Just recently, I found myself settling into a pattern of daily existence. It’s been a long time in coming, since I am prone to making daily To Do lists but then flagrantly ignoring them.
My pattern includes an hour of piano practice, an exercise regime, a writing regime, and an hour or more of reading in the evening. I’ve had the goal of doing this for quite some time, but just within the past day or two did I realize that I have actually incorporated this pattern into my life. And it has nothing to do with To Do lists. It’s just part of my routine now.
It brings to mind a poem by Amy Lowell ntitled “Patterns.” Published originally in 1915, it strikes me as a polemic against war. It’s a story poem related by a woman who is engaged to be married. She is alone in her garden, absorbing the news that her fiancй is dead, killed during the First World War fighting for the Duke of Flanders.

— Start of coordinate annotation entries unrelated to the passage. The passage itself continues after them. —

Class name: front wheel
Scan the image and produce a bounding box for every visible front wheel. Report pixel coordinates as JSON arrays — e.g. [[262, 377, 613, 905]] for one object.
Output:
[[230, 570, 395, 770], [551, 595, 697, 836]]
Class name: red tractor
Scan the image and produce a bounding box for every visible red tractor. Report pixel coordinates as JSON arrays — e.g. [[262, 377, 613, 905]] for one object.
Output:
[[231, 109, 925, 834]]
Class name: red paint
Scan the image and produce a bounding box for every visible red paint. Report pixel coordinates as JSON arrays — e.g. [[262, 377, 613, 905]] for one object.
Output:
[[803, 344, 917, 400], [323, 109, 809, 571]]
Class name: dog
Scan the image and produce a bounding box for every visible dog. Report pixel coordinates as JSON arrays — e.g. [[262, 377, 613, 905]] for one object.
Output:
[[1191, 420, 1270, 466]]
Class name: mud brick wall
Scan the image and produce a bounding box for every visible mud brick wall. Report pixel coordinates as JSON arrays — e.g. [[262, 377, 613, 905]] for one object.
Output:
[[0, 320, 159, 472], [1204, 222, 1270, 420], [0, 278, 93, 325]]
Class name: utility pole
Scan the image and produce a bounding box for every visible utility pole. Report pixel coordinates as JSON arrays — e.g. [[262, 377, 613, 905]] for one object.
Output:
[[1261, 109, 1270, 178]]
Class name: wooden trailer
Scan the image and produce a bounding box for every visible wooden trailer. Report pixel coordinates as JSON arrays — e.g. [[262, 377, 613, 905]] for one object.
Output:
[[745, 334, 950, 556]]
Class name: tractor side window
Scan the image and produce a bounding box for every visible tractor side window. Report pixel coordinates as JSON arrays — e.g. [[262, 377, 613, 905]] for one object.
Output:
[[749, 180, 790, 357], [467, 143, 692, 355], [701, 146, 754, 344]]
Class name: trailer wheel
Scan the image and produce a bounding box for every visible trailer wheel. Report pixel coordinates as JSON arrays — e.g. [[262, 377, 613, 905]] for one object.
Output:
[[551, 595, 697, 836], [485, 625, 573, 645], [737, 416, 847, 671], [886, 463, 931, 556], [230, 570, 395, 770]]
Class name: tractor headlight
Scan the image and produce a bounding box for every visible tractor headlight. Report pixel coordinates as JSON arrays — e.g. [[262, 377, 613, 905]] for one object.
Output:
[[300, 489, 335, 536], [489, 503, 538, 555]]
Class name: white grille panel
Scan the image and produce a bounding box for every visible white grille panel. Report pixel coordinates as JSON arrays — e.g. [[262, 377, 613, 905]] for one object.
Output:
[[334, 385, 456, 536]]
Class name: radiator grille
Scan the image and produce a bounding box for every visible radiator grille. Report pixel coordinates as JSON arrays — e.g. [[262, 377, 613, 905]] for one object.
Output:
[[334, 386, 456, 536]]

She projects herself into the future, mentally declaring she will walk the garden, clothed in the same straight-laced brocade of the time, never loosening herself to someone else, and weeping for the loss.
The last four lines of the lengthy poem read:
For the man who should loose me is dead,
Fighting with the Duke in Flanders,
In a pattern called a war.
Christ! What are patterns for?
I don’t have an answer, except that the pattern that has formed in my life is the antithesis of Amy Lowell’s. I wish that we might have compared notes.